Sim, é uma característica nova que as redes sociais trouxeram à tona. Estimularam um ódio que estava dominantemente na Internet e que começou a aparecer também no mundo real, com assassinatos e violência motivados por divisões políticas. Não há chance de diálogo, é um diálogo de surdos, onde não se admite nenhuma crítica ao seu candidato e nenhum louvor ao outro candidato. Mas o clima da internet ainda é muito mais violento do que o clima geral, das ruas. A internet faz parecer que somos um país em guerra civil e nas ruas não é o que vemos. A nossa política sempre gerou essa violência, ainda que, ao contrário de Portugal ou dos Estados Unidos, nunca tenhamos eliminado um Rei ou um Presidente da República.
Bolsonaro foi hábil em levar a sua campanha para as redes sociais e capitalizar essa divisão profunda a seu favor.
Sendo ele um candidato novo, pertencendo a um partido que até agora era aquilo a que chamamos ‘nanico’, inexpressivo, e que agora é a segunda maior bancada na câmara dos deputados, a sua campanha conseguiu apostar muito mais em meios dinâmicos como as redes sociais do que nos programas de TV. Já ninguém vê propaganda política na televisão. Esta é uma campanha que está a acontecer essencialmente em grupos de WhatsApp, que passaram a ser considerados fontes de verdade. As fotomontagens e as fake news são vistas acriticamente, somos muito mais passionais do que racionais. Isto está insuportável. Você publica uma árvore dizendo que ela é o símbolo do Brasil e que o amarelo está florindo e alguém comenta: “É porque o PT não roubou esta árvore” ou “Com Bolsonaro essa árvore vai florir mais”. As pessoas estão monotemáticas e isso é um equívoco muito grave e que vai repetir-se durante bastante tempo. Pela primeira vez na História brasileira os jovens estão muito politizados, têm muitas opiniões, ainda que os eleitores no geral não tenham argumentos: as suas opiniões são postadas em bolhas epistémicas, bolhas de acesso à verdade, onde causam efeito de eco. Sentimos que todo o mundo está connosco porque só ouvimos quem está connosco.
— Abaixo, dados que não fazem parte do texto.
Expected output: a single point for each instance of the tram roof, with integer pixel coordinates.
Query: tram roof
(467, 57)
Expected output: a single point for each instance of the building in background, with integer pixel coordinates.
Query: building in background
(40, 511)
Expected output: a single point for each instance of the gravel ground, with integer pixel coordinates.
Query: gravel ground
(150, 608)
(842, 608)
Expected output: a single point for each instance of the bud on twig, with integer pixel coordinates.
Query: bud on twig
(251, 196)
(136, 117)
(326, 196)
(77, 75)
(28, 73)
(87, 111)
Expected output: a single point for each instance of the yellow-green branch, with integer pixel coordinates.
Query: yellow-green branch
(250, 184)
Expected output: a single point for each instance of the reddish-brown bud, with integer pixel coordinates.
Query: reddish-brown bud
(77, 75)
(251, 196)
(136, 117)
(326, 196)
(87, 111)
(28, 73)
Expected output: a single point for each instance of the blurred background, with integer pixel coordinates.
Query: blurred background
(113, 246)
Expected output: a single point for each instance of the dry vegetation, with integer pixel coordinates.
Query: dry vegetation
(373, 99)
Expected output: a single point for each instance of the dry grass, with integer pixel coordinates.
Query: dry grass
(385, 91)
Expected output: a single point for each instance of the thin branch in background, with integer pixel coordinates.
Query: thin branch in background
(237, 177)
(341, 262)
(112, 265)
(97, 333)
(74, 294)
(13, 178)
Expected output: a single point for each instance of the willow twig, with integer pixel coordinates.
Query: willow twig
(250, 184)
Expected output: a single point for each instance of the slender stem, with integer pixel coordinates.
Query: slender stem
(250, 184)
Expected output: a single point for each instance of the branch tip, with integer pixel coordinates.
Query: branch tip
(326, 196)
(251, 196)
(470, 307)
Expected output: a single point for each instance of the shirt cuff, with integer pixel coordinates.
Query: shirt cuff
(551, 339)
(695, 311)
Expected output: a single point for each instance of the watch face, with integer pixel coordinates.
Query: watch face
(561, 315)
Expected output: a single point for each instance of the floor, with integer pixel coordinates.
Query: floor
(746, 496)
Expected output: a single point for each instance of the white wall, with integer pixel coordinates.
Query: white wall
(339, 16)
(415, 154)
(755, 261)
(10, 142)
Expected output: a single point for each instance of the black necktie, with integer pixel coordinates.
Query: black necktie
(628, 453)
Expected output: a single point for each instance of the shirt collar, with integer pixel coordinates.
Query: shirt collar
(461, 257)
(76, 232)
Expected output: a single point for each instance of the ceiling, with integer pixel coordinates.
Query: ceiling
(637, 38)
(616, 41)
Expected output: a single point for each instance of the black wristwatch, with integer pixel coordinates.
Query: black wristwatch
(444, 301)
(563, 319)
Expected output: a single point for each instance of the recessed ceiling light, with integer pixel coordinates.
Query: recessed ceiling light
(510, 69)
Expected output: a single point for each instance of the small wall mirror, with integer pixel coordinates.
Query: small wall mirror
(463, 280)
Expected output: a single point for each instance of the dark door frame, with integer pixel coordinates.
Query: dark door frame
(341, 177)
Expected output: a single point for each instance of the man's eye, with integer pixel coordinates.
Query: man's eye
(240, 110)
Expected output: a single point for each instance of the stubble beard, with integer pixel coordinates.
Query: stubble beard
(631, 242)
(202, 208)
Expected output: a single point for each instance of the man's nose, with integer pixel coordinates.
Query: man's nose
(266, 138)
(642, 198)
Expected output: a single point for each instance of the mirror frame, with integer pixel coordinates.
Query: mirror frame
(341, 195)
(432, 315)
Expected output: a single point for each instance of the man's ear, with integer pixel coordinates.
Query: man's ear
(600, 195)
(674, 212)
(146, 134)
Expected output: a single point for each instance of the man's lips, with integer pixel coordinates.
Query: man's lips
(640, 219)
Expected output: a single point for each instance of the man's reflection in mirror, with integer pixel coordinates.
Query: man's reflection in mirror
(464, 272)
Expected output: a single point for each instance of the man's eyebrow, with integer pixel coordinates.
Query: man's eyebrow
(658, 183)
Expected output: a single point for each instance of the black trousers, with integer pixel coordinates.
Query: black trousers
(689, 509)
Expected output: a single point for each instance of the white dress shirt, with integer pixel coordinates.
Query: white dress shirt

Talvez seja uma oportunidade para a nossa jovem democracia, que ressurgiu em 1985. O que é preocupante é que o estado democrático de direito não tem tantos entusiastas como tinha outrora. Pelo contrário, em nome do seu projeto as pessoas facilmente o sacrificariam.
Porque é que os brasileiros se desencantaram com a democracia?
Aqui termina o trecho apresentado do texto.